WHEN: Deadline to contribute is Friday, January 03, 2014 (11:59pm PT).
“Hot sauce must be hot. If you don’t like it hot, use less.” –David Tran, creator of Sriracha Hot Sauce
Can you imagine pho without Sriracha? Can you imagine tacos without Tapatío? Now can you imagine breathing without air? That’s how we at the museum feel – that it’s impossible to live without these two sauces so we are creating an art exhibition to celebrate Tapatío and the much coveted rooster sauce.

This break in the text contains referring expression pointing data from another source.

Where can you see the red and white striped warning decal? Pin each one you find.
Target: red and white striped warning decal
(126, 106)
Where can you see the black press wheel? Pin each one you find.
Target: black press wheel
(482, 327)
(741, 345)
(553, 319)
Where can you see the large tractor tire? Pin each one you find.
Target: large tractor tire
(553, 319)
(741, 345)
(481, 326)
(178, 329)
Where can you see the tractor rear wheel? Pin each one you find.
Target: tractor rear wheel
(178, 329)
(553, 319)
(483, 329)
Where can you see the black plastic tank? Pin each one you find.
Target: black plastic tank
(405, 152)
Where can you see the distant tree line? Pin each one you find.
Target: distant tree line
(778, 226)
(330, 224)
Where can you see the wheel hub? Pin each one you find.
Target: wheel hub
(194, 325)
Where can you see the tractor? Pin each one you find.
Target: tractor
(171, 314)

Our upcoming exhibition L.A. Heat: Taste-Changing Condiments examines Los Angeles in a new way by exploring two hot sauces that are produced in Los Angeles. What is the significance that these two quintessential American condiments were developed and made in Los Angeles? What can it tell us about our city and our city’s role in America’s shifting culinary traditions? And what will happen when we assemble 25 Los Angeles based artists together to create work based off of red-hot, mouth burning condiments? Donate now to see what happens!
Your contributions will enable the museum to develop a catalog and exhibit works inspired by Sriracha and/or Tapatío in a variety of mediums from established as well as emerging artists based in Los Angeles.
The exhibit is scheduled to open in March 2014 and will run through July 2014. We are open to the public and our admission is free.